Much of the past decade for the stock market could be summed up in one punctuation mark: an exclamation point. But so far in 2022, the best choice would be a question mark. There is considerable uncertainty about the overall economy and how it will impact equities.
Because of this discomfort, it’s understandable why many investors would be reluctant to dive right in right now. However, there are options that shouldn’t cause too much distress. Here are three high-yield stocks to buy in September without any hesitation.
1. Property of the Eastern Government
Why are the rectangular pieces of paper in your wallet printed with former presidents and other important leaders worth anything? They are backed by the full faith and credit of the United States government. Property of the Eastern Government (GODDESS -0.45%) he can make the same claim for most of his leases.
Easterly is a real estate investment fund (REIT) which, as its name suggests, owns government property. All but one of the company’s 94 properties are leased to US government agencies. Easterly specifically focuses on critical federal agencies that are growing.
All REITs must return at least 90% of their taxable income to shareholders in the form of dividends. Easterly’s dividend yield is currently 5.76%.
Admittedly, the stock is down this year, mainly due to investor concerns about rising interest rates. However, Easterly believes some of his rivals are overexposed while his financial situation remains solid. This could well position the company to acquire attractive properties over the next couple of years.
2. Corporate Product Partners
Energy is one of the best performing sectors so far in 2022. Several factors are acting as a favorable wind, most notably the Russian invasion of Ukraine earlier this year. Mid-range energy company Corporate product partner (EPD 0.46%) was one of the winners, with his title climbing more than 20%.
Enterprise’s dividend yield exceeds 7%. The company has increased its distribution for 24 consecutive years. The distribution grew by a compound annual growth rate of close to 7% during that period.
Rising commodity prices don’t benefit businesses as much as many energy companies. The firm does not base its pipeline and processing fees on oil and gas prices. However, current market dynamics stimulate demand for crude oil, natural gas, natural gas liquids, and petrochemicals flowing through the company’s pipelines.

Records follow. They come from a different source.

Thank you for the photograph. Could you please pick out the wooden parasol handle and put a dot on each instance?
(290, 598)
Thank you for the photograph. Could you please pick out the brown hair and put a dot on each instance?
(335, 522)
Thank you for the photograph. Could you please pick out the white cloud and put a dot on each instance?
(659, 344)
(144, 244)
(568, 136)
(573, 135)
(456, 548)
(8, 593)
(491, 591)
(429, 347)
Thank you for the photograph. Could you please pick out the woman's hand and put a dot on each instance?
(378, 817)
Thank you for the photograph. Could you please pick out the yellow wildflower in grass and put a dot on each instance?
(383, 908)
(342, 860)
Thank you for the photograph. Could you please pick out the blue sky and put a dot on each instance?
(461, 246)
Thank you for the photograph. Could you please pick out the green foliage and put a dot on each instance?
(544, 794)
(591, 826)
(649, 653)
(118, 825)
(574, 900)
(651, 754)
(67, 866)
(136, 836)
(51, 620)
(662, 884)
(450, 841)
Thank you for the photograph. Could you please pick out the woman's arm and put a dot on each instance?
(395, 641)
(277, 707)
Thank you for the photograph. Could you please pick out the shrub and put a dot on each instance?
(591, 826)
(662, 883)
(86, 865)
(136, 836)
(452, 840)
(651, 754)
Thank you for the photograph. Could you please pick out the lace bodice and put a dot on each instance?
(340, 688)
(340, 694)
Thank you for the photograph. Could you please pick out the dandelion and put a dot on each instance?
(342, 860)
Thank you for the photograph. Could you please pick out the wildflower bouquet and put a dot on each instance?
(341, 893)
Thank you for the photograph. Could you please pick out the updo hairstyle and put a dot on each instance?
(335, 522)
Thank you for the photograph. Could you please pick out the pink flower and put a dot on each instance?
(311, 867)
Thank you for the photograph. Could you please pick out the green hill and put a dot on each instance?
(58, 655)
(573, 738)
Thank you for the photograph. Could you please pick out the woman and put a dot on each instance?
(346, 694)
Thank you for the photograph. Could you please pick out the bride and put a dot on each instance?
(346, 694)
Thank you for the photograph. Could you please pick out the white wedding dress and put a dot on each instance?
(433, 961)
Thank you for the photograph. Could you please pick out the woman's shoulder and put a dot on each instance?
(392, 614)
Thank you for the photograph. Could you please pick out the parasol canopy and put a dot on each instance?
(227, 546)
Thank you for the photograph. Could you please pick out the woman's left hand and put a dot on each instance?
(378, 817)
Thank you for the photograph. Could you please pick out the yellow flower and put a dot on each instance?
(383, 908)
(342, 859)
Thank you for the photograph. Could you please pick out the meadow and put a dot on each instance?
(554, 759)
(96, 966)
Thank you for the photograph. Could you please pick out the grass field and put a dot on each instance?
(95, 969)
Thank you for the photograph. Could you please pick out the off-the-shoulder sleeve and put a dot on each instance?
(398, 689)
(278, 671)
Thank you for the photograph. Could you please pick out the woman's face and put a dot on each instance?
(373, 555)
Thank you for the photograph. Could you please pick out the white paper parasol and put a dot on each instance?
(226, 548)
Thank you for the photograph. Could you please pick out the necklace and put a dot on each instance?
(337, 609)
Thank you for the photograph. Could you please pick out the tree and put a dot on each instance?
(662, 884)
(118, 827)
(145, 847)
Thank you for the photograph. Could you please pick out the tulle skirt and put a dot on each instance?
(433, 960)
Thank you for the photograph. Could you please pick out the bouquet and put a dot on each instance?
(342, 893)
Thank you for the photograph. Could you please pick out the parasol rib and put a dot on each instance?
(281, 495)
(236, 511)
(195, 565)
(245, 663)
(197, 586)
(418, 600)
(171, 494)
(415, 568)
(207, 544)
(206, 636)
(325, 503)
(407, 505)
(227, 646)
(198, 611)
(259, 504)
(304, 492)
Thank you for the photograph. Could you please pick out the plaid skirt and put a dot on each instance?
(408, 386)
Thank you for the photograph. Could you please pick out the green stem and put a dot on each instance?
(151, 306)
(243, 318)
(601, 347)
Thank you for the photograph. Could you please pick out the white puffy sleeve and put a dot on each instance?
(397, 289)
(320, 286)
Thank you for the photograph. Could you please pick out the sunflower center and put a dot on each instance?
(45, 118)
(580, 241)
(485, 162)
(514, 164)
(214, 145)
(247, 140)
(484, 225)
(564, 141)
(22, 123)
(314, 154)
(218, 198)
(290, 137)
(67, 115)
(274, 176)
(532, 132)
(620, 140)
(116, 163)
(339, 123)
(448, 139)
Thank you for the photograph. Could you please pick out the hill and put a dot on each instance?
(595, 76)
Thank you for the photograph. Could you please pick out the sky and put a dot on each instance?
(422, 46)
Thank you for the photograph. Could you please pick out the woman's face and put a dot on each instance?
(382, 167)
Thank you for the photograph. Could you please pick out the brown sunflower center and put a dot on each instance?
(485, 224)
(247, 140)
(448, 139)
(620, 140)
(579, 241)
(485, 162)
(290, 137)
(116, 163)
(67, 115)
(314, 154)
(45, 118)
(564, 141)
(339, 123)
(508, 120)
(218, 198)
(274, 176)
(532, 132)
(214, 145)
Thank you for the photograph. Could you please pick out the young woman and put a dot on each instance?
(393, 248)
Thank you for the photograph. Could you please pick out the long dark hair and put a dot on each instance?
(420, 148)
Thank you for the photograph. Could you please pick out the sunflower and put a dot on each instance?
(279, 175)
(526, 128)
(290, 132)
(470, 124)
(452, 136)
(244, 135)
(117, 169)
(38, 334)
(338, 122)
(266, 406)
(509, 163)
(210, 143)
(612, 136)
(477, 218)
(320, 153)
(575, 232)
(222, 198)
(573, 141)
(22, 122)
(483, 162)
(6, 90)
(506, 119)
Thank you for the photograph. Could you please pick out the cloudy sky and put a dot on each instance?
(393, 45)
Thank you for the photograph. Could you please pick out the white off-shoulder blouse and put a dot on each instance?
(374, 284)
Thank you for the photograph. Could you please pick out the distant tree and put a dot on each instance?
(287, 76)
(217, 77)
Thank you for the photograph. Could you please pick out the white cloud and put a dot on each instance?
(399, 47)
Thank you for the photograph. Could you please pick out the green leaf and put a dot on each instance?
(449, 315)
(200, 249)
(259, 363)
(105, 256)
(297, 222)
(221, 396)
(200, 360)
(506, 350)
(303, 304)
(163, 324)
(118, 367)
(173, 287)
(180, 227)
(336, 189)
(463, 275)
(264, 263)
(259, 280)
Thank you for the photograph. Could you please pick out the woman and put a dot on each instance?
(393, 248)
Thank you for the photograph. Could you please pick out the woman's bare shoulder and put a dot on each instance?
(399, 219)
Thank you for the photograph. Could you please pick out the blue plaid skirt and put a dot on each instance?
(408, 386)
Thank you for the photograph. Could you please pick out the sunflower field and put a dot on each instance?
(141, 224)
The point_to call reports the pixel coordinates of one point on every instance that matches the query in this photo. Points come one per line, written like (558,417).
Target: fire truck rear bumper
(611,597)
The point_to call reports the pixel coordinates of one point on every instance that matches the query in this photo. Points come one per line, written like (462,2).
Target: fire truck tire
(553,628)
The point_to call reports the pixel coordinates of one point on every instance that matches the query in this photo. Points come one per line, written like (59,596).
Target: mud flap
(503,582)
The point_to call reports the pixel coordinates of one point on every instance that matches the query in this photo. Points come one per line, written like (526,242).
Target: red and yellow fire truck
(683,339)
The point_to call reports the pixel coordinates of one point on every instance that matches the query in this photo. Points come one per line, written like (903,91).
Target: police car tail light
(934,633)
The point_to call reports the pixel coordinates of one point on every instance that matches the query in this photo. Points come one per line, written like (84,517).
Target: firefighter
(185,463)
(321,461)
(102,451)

What about the prospects for the Enterprise beyond the next year or two? Co-CEO Jim Teague said on the company’s second quarter conference call, “Oil and gas will be in high demand for decades.” He is almost certainly right, which should bode well for the Enterprise’s long-term fortunes.
3. Trust in medical properties
Like Eastern government properties, Trust of medical properties (MPW -1.45%) (MPT) is a REIT. Even like Easterly, MPT has seen its shares decline a bit this year.
But while MPT’s leases aren’t supported by Uncle Sam, they’re still pretty safe. The company owns hospital properties in 10 countries. Even if one of MPT’s tenants had financial problems, his properties would likely be very attractive to other hospital operators due to their location.
MPT’s 7.7% dividend yield is the highest of these three stocks. The company also has the group’s lowest dividend payout ratio (57%), which indicates the ability to easily finance the dividend with earnings.
The potential for higher interest rates could weigh on MPT’s share price in the short term. However, the healthcare REIT should have excellent long-term growth opportunities. And with the shares trading at just 8.2 times the expected earnings, MPT appears to be a bargain right now.
Keith Speights has positions at Enterprise Products Partners. The Motley Fool recommends Eastern Government Properties and Corporate Product Partners. The Motley Fool has a disclosure policy.